While I am very much Jewish 'identified,' I'm not a very religious person.
I wanted a baby of color, to be honest, because I wasn't attached to the idea that I look like the biological mother. I liked the idea of the adoption being clear; it was and is not something I am interested in hiding.
I'm a morning person: if I don't get up, put the coffee on and get to my desk by 8, the day has already lost a lot of its promise.
The past always sort of haunts us and perhaps inspires us in some ways.
I know publishing now more as an author than with occasional peaks inside those elite offices than as an industry insider. It was difficult publishing a novel the first time around, while working behind the scenes, knowing all that has to happen to make a book a success and to still make the leap as an author.

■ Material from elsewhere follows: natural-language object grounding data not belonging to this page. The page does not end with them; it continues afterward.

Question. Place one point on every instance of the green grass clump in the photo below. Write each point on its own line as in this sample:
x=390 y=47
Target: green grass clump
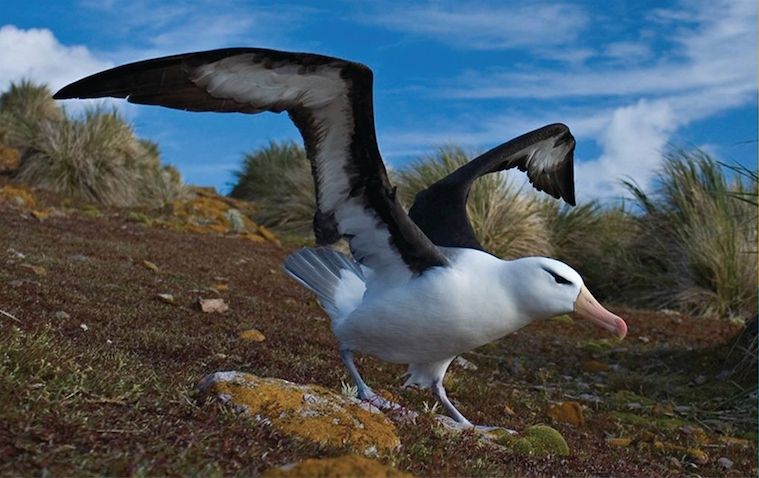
x=697 y=240
x=96 y=157
x=278 y=179
x=538 y=440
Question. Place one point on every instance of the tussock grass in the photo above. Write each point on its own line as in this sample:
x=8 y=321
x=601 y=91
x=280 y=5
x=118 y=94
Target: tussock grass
x=278 y=179
x=96 y=157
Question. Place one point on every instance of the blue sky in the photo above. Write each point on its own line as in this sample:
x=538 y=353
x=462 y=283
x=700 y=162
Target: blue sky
x=629 y=78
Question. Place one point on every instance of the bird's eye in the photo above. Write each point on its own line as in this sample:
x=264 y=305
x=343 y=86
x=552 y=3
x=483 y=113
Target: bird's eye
x=557 y=277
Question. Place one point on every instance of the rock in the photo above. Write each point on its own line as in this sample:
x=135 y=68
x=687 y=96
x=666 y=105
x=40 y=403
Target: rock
x=697 y=456
x=18 y=196
x=567 y=412
x=252 y=334
x=236 y=221
x=590 y=397
x=464 y=363
x=10 y=159
x=343 y=466
x=213 y=305
x=539 y=440
x=168 y=298
x=619 y=442
x=40 y=214
x=38 y=270
x=309 y=412
x=594 y=366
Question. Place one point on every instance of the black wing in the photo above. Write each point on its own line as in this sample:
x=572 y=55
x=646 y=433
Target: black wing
x=328 y=99
x=546 y=154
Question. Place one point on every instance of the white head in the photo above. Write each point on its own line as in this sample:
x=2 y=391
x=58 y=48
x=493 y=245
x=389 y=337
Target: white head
x=546 y=287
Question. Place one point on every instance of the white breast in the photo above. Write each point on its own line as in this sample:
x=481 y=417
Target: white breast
x=444 y=312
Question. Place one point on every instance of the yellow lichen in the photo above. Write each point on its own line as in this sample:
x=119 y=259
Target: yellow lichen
x=340 y=467
x=17 y=195
x=207 y=212
x=567 y=412
x=311 y=412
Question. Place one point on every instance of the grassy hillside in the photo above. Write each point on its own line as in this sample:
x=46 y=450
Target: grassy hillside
x=98 y=372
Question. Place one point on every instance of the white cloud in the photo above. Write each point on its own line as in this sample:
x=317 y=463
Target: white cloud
x=37 y=55
x=705 y=63
x=632 y=141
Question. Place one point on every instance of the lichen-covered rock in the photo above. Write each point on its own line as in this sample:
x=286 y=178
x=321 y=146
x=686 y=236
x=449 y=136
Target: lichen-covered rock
x=353 y=466
x=539 y=440
x=207 y=212
x=309 y=412
x=10 y=159
x=253 y=335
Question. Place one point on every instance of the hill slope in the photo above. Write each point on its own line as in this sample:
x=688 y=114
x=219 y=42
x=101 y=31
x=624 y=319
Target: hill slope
x=98 y=372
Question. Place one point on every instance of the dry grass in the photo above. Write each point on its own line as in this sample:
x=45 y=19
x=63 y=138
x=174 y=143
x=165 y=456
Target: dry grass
x=278 y=179
x=696 y=247
x=96 y=157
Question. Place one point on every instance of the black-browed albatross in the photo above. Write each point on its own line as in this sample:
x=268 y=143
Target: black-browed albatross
x=420 y=289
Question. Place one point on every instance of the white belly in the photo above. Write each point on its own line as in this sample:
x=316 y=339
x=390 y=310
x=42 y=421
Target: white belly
x=442 y=313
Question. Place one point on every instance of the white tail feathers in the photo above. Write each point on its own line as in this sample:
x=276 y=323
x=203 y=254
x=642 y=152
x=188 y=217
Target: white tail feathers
x=336 y=279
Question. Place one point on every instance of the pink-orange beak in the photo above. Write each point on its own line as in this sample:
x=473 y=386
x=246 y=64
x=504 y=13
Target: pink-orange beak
x=587 y=307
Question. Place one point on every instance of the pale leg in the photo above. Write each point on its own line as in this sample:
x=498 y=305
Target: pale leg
x=439 y=391
x=364 y=392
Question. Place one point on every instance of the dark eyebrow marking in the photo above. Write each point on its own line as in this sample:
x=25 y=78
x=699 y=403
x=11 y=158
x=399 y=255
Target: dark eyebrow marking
x=559 y=279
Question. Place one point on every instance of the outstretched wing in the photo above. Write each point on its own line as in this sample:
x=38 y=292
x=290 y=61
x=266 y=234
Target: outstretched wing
x=328 y=99
x=546 y=154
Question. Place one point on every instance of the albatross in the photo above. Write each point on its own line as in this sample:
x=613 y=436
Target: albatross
x=419 y=288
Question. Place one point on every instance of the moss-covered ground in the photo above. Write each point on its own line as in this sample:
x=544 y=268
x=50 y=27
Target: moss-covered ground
x=97 y=372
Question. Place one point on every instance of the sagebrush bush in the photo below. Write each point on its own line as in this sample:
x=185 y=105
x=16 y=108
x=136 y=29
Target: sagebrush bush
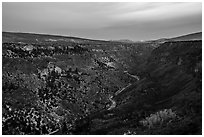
x=158 y=118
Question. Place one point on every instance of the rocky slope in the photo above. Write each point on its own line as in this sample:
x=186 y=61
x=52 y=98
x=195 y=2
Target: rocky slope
x=63 y=85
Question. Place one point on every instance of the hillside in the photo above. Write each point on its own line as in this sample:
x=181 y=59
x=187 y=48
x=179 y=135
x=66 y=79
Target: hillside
x=166 y=100
x=67 y=85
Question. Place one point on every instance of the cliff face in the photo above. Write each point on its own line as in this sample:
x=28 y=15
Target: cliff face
x=171 y=80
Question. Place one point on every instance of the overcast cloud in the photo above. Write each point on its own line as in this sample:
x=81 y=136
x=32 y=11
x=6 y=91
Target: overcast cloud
x=135 y=21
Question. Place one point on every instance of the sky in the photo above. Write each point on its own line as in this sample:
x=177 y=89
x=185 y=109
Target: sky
x=104 y=20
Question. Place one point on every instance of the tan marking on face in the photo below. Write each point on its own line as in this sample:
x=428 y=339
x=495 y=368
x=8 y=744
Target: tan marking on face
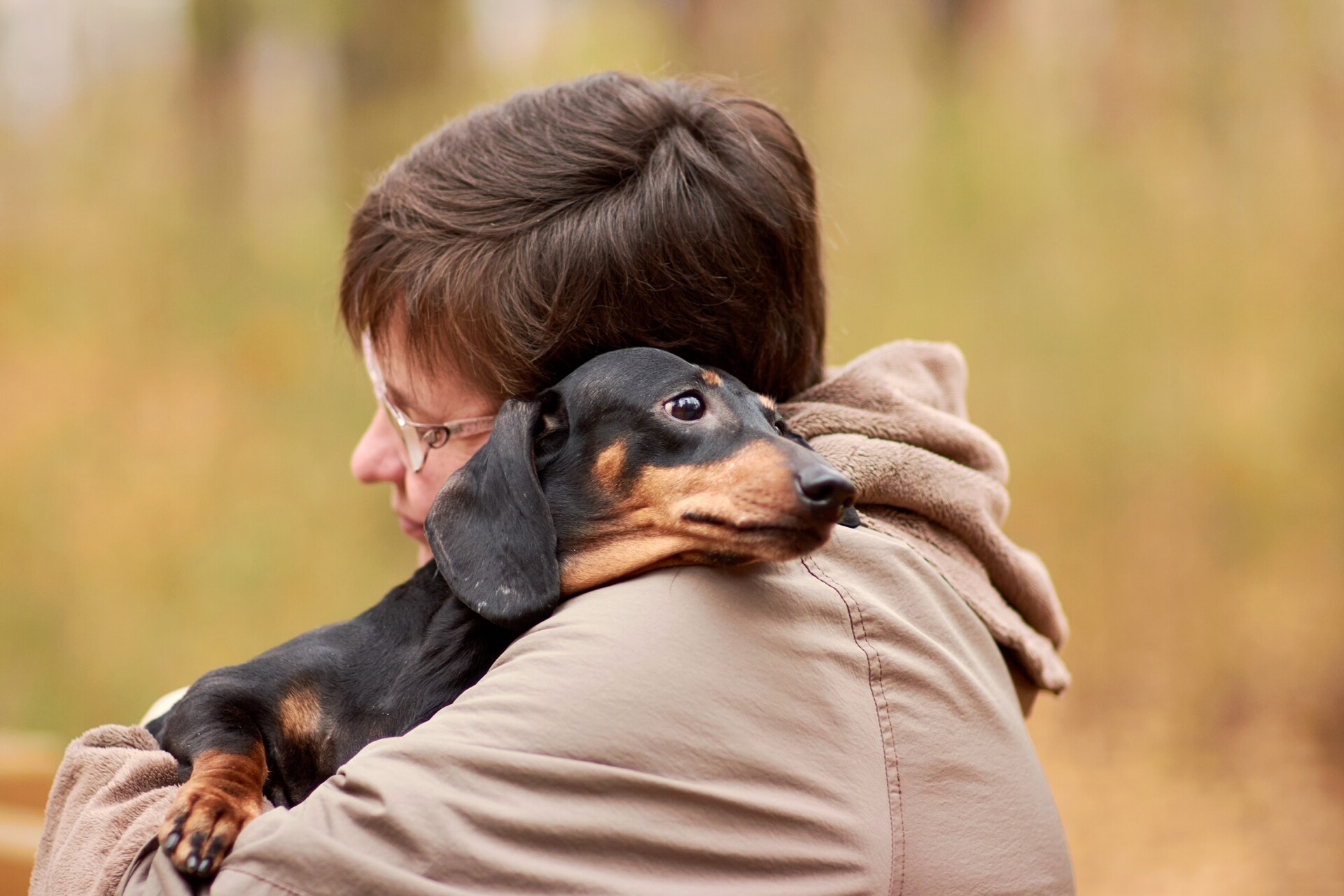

I couldn't really experience being an author when I was still working in publishing - I was trying to negotiate being both. Sometimes the knowledge doesn't translate between the two roles.
Idea of the generations continuing is really important. And that's interesting to me. I write about families; I'm interested in families. Even though I think a family can be just two people or two people and a dog, I really wanted children for that reason.
People might seem to have a perfectly fine life but inside, we don't even know if they've suffered.
You think the worst is behind you, but it's never behind you. In fact, saying something is the worst does not leave room for all the bad stuff that can follow it. You say the pain is nine, but you mean ten. You leave room.
The process of open adoption is not discussed in the way it should be. Everyone I know who has adopted domestically has at least one tragic story. It was important to me to be able to describe those situations.
The world is a dysfunctional place in so many ways. It is unstable. So even though that chaos can be reflected in our own homes, I suppose we have to fight that by creating our own versions of safety, which can also turn into ignoring the state of the world.
It would be a lie to say that people are coming to adoption with joy at all times. Hope, perhaps, but it would be disingenuous to say that every part coming to an adoption isn't seriously grieving.
As writers, we don't just need to write about poverty or war or the immigrant experience.
I think we think that parenthood is confined to the country of mothers, but I think a lot of the men I've spoken to and the men who have read my books - I've been surprised by this actually - have a fierce attachment to being parents and to being fathers. And just as we, a lot of women I know, want this, men too want to pass down what they have to pass down.